The Poets Bukowski Admired

Although at times the reader may have the impression that a poet’s work is without influence because of its unity, everything takes shape/is born from something else. There is no expression or pun or metaphor or any kind of written line that hasn’t drew inspiration from somewhere else.

This is also the case of Charles Bukowski. Of course, it is pretty hard to distinguish which poets had a direct influence on him and his work, and which poets were actually just admired. Here are just a few of these poets.

Robinson Jeffers is one of the earliest influences, him being actually the one that inspired Charles Bukowski to write poetry (previously, he only wrote short stories). More than once, Bukowski confessed that Jeffers was his favorite poet.

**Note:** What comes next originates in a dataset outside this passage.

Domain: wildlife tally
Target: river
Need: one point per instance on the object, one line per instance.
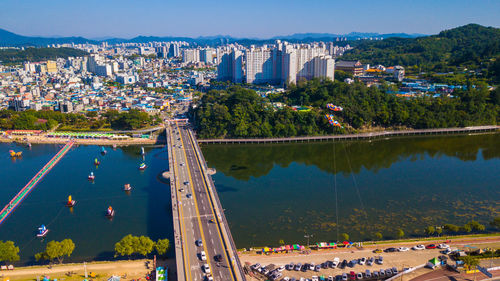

Ezra Pound is yet another early influence, this poet being the one that convinced Bukowski to move beyond the early 20th century modernism. Bukowski borrowed from Pound the precise and clear language.

The poet said about E. E. Cummings that had an eye for poetry, which means that the latter’s poems were always arranged in such a way to please the eye. Furthermore, Bukowski also confessed that it was a joy in finding new ways in which Cummings placed the words within a poem.

Without a doubt, Walt Whitman influenced almost all the poets that followed after him, in a way or another. His influence on Bukowski was so great that, at a time, John Martin, Bukowski’s publisher, called the latter the Walt Whitman of our day.

Pablo Neruda also bore a great influence on Charles Bukowski’s works, by showing the world that even the most direct and clearest style could also harbor new and unique meanings.

A rather unusual addition to this list is Catullus, the ancient Roman poet: his humor, his way with obscenities, his love for a bohemian lifestyle and direct language seem very modern and Bukowski-like.

Obviously, Charles Bukowski was also influenced by the beat generation, particularly by the way these poets approached the taboo subjects. Although it is known that Bukowski didn’t have any good words for Ginsberg (everybody knows that after Howl you never wrote anything worth a shit), he did admire Jack Kerouac and William Burroughs.